After fueling his truck, Stamathis
moved his truck so other truckers could get to the pumps. After not finding
a parking spot in the truckstop lot, he finally parked at the Citgo convenience
store next door, like many other drivers do. As Stamathis retrieved his shower
bag and a change of clothes, a sheriff's deputy arrested him. According
to Stamathis, he told the officer he had not stolen any fuel and was just
on his way back to Flying J after parking his truck and getting his shower
bag. As he explained the problems he had with the fuel card reader, Hansen
from the Flying J came over and insisted the officer arrest Stamathis for
stealing fuel.
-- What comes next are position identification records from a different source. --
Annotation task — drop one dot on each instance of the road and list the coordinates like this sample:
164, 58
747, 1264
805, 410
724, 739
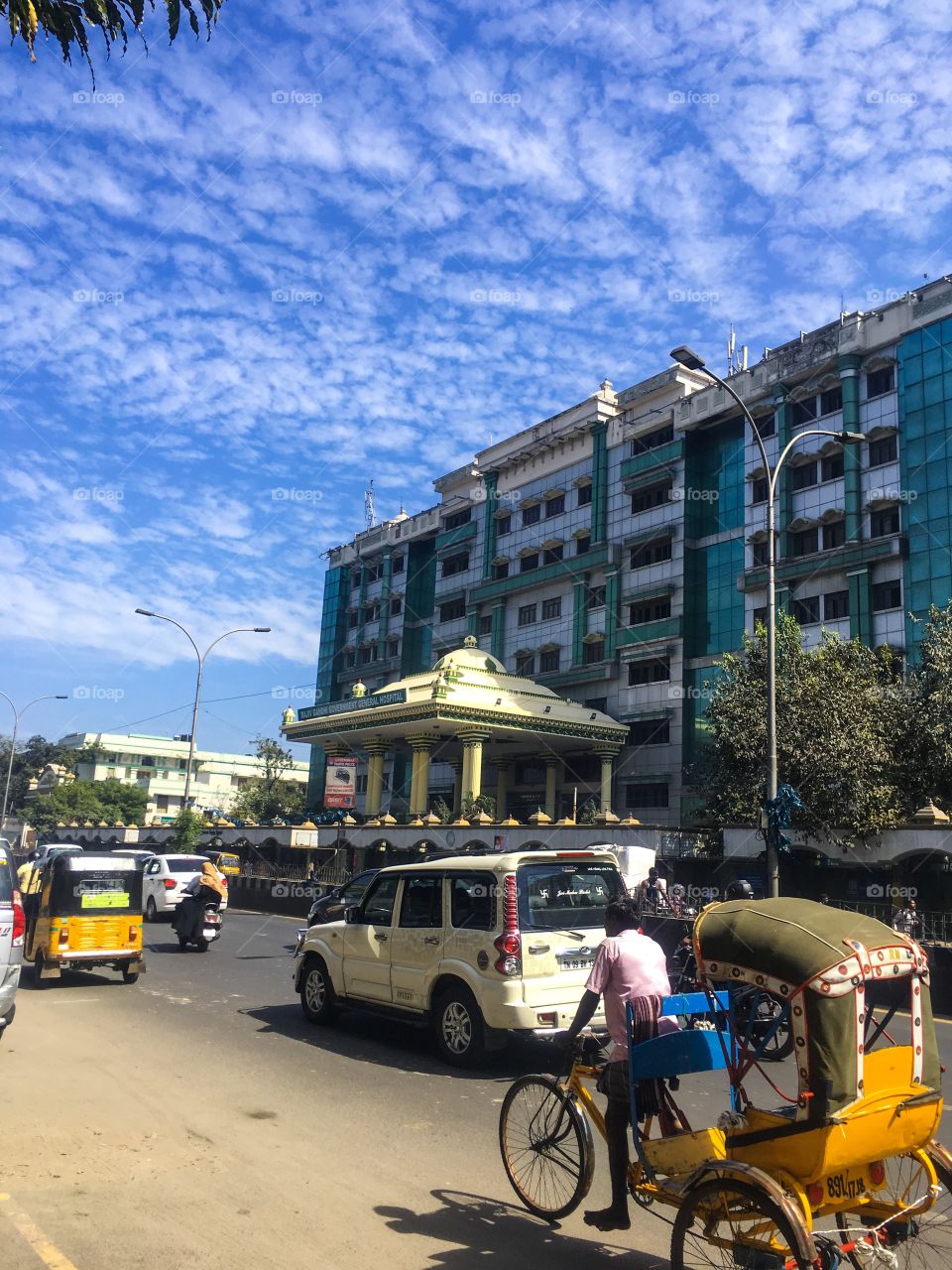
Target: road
195, 1119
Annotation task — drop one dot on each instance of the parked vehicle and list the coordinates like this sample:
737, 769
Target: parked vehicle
331, 907
476, 947
12, 930
86, 913
164, 883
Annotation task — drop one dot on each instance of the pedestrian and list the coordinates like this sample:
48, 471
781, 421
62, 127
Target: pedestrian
629, 966
906, 920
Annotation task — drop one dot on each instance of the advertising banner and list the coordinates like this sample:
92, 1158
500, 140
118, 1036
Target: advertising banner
340, 784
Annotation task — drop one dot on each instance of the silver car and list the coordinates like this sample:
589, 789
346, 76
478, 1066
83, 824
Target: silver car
12, 931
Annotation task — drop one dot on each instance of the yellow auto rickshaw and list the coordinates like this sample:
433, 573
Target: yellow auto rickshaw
87, 912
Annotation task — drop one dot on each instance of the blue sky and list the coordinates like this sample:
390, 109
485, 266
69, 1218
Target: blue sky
347, 241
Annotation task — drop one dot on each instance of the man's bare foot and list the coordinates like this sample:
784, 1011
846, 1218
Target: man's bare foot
607, 1219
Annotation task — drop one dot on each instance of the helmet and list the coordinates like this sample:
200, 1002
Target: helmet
739, 889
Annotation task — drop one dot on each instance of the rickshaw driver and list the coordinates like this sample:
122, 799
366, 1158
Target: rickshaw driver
629, 966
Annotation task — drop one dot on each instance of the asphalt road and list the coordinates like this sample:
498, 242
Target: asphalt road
198, 1120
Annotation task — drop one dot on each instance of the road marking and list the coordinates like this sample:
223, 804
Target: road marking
48, 1252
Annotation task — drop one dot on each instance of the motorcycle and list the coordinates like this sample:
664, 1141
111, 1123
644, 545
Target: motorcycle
208, 931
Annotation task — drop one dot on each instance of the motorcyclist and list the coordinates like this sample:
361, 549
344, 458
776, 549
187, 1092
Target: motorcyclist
204, 888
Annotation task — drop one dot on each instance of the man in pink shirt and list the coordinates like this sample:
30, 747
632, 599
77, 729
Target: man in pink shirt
627, 965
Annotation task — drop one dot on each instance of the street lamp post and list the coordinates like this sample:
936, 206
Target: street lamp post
692, 362
200, 659
17, 716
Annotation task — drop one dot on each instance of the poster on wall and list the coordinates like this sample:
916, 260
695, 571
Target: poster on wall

Stamathis was handcuffed, taken to the police station, charged
with petit larceny for stealing 100 gallons of diesel fuel and released on
his own recognizance.
Stamathis says in addition to calling
the sheriff's office, Hansen also called Stamathis' employer (J-Mar
Trucking in Alabama) and told a dispatcher that Stamathis had left without
paying for fuel and was on drugs. Additionally, he told the dispatcher the
sheriff had taken Stamathis to the station for testing. Hansen then went to
the sheriff's department, filed a criminal complaint against Stamathis and
suggested the deputy should perform a drug test on Stamathis.
While Stamathis was being booked at
the sheriff's office, his fuel purchase was processed back at the Flying
J. In March, the criminal complaint was dismissed after he produced the fuel
card transaction report with the date and time Flying J processed the payment.
Stamathis also says he feels betrayed
by J-Mar. Before charges against him were dropped, Stamathis said he complained
all the way up to J-Mar's vice president with not results. Stamathis
believes his employer's lack of support was fueled by the company's
alleged fuel contract with Flying J. Stamathis has since left the company.